First, we establish the relationship between y, a, b, and c. We know that y varies jointly as a and b, which can be written as y = k * a * b, where k is the constant of variation. We also know that y varies inversely as the square root of c. Therefore, we can modify our equation to include this relationship as well, resulting in: y = k*a*b/sqrt(c).
Initially, we have the values a1=3, b1=2, c1=64, and y1=12. We can use these values to find our constant of variation (k).
Substituting these values into our equation gives us: 12 = k * 3 * 2 / sqrt(64). We can simplify the numerator and the denominator to get: 12 = 6k / 8. Further simplification yields: 12 = 0.75k. To isolate k, we then multiply each side of the equation by the reciprocal of 0.75 (which is 4/3), resulting in: k = 12 * 4/3 = 16.

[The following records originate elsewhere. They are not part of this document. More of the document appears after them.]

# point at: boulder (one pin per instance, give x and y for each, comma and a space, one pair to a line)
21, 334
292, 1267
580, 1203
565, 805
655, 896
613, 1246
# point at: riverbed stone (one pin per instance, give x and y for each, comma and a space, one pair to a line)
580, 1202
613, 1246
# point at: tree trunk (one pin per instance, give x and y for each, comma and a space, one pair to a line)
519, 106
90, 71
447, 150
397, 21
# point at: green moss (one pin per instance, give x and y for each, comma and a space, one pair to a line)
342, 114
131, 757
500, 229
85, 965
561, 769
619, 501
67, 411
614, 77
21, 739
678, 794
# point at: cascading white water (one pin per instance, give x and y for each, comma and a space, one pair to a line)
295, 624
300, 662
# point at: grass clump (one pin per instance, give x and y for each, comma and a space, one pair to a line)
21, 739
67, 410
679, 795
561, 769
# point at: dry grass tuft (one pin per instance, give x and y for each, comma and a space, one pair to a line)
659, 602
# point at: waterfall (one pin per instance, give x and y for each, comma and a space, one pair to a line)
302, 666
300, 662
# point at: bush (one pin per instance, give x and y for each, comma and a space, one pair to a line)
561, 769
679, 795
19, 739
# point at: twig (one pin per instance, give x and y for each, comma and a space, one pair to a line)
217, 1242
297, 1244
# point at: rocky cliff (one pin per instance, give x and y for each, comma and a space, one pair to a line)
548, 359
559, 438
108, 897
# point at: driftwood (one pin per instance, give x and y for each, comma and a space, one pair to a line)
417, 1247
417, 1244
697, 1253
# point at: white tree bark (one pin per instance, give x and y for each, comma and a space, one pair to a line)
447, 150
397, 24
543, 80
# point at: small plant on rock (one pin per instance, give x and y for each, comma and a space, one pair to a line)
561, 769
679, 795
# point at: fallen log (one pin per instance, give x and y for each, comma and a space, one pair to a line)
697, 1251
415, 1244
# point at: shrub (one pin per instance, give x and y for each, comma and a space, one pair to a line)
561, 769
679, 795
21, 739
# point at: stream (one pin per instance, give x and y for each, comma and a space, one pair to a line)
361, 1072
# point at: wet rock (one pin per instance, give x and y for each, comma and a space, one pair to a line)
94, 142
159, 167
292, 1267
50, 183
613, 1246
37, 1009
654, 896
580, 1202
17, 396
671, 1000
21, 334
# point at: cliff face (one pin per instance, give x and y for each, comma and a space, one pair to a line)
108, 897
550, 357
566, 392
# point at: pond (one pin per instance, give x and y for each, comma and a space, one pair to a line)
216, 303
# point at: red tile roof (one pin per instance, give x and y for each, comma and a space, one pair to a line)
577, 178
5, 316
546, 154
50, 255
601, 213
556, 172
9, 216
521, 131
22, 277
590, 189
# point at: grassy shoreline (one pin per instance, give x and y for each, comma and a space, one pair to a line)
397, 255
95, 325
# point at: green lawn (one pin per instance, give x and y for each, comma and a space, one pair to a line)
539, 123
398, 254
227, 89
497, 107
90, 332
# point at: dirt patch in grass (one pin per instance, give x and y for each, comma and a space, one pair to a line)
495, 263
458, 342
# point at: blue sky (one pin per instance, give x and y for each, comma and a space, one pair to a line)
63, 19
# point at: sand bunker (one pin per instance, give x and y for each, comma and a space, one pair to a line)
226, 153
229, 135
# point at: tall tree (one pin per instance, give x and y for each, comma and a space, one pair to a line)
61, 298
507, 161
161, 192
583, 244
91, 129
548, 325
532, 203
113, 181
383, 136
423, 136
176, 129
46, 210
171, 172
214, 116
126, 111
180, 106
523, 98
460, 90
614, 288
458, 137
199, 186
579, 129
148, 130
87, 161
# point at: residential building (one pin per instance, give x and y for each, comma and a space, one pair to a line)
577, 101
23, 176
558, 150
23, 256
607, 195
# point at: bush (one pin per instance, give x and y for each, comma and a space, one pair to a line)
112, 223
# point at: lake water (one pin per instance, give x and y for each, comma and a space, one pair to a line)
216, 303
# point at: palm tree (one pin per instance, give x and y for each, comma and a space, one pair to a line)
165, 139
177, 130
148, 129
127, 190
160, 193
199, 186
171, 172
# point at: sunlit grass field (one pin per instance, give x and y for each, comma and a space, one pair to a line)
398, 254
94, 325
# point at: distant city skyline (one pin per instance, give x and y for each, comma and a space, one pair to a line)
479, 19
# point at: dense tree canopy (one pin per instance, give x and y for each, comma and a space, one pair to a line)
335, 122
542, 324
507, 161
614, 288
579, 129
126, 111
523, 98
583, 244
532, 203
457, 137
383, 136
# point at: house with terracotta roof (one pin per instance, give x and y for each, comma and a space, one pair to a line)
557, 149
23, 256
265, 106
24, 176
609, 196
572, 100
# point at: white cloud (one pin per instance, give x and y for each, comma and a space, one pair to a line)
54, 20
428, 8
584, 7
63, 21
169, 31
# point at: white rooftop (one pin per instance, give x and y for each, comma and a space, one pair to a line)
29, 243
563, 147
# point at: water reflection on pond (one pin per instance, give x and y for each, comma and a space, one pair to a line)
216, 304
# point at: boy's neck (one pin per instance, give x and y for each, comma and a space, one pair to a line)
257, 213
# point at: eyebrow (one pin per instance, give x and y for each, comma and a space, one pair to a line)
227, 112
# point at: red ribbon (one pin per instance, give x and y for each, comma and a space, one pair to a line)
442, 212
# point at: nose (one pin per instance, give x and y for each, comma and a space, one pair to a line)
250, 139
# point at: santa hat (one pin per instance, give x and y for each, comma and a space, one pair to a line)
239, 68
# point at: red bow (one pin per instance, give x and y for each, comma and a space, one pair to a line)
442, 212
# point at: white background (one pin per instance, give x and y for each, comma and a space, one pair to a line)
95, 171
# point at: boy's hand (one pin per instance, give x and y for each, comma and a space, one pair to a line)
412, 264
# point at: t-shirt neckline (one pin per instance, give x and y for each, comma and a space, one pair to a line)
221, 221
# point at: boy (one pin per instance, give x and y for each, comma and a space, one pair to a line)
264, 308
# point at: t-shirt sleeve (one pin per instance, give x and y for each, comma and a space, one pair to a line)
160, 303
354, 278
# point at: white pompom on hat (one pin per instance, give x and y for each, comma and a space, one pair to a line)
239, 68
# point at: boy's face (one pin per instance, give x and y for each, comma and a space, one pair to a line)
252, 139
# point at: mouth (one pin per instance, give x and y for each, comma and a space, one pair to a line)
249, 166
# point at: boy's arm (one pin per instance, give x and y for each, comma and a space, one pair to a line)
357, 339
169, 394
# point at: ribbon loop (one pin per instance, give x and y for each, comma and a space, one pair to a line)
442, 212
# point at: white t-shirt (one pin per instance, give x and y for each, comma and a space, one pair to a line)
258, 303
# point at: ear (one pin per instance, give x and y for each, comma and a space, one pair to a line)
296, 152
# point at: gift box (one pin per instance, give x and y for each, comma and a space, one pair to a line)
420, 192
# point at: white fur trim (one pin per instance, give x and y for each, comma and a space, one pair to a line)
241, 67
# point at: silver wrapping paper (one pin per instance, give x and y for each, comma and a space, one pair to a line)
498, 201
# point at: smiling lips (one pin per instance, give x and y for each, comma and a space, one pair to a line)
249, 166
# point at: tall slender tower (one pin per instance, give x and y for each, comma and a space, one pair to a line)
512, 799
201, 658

Now that we've found k, we can use it along with the new values of a, b, and c to find the new value of y. With a2=5, b2=2, c2=25, the equation becomes: y2 = k * a2 * b2 / sqrt(c2) = 16 * 5 * 2 / sqrt(25).
This simplifies to: y2 = 16 * 10 / 5, since the square root of 25 is 5. Further simplification gives us: y2 = 160 / 5 = 32.
So, if a=5, b=2, and c=25, then y=32.